Petya soon recovered, and the colour came back into his face; the pain was over, and by this temporary inconvenience he had gained a seat on the cannon, from which he hoped to see the Tsar, who was to walk back. Petya thought no more now of presenting his petition. If only he could see him, he would think himself lucky! During the service in the Uspensky Sobor, in celebration of the Tsar’s arrival, and also in thanks-giving
for the peace with the Turks, the crowd dispersed about the square, and hawkers appeared crying kvass, gingerbread, and poppy-seed sweets—of which Petya was particularly fond—and he could hear the usual talk among the people. One shopkeeper’s wife was showing her torn shawl, and saying how much she had paid for it; while another observed that all silk things were very dear nowadays. The deacon who had rescued Petya was talking to a clerk of the different priests who were taking part in the service to-day with the most reverend bishop. The deacon several times repeated the word “
soborne
,” which Petya did not understand. Two young artisans were joking with some servant-girls, cracking nuts. All these conversations, especially the jokes with the servant-girls—which would have seemed particularly attractive at his age to Petya—did not interest him now. He sat on his high perch on the cannon, still in the same excitement at the thought of the Tsar and his love for him. The blending of the feeling of pain and fright when he was crushed with the feeling of enthusiasm intensified his sense of the gravity of the occasion.
Suddenly cannon shots were heard from the embankment—the firing was in celebration of the peace with the Turks—and the crowd made a dash for the embankment to see the firing. Petya, too, would have liked to run there, but the deacon, who had taken the young gentleman under his protection, would not let him. The firing still continued, when officers, generals, and gentlemen-in-waiting came running out of the Uspensky Sobor. Then others came out with less haste, and again caps were lifted, and those who had run to look at the cannons ran back. At last four men in uniforms and decorations came out from the doors of the Sobor. “Hurrah! hurrah!” the crowd shouted again.

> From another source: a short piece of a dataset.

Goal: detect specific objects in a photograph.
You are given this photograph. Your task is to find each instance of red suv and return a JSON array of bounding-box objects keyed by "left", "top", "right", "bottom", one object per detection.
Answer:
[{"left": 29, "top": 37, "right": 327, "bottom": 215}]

“Which? which one?” Petya asked in a weeping voice of those around him, but no one answered him. Every one was too much excited, and Petya, picking out one of the four, and hardly able to see him for the tears that started into his eyes, concentrated all his enthusiasm on him, though it happened not to be the Tsar. He shouted “Hurrah!” in a voice of frenzy, and resolved that to-morrow, come what might of it, he would join the army. The crowd ran after the Tsar, accompanied him to the palace, and began to disperse. It was late, and Petya had had nothing to eat, and the sweat was dripping from his face. But he did not go home. He remained with a smaller, though still considerable, crowd before the palace during the Tsar’s dinner-time. He gazed up at the palace windows, expecting something to happen, and envying equally the grand
personages who drove up to the entrance to dine with the Tsar, and the footmen waiting at table, of whom he caught glimpses at the window.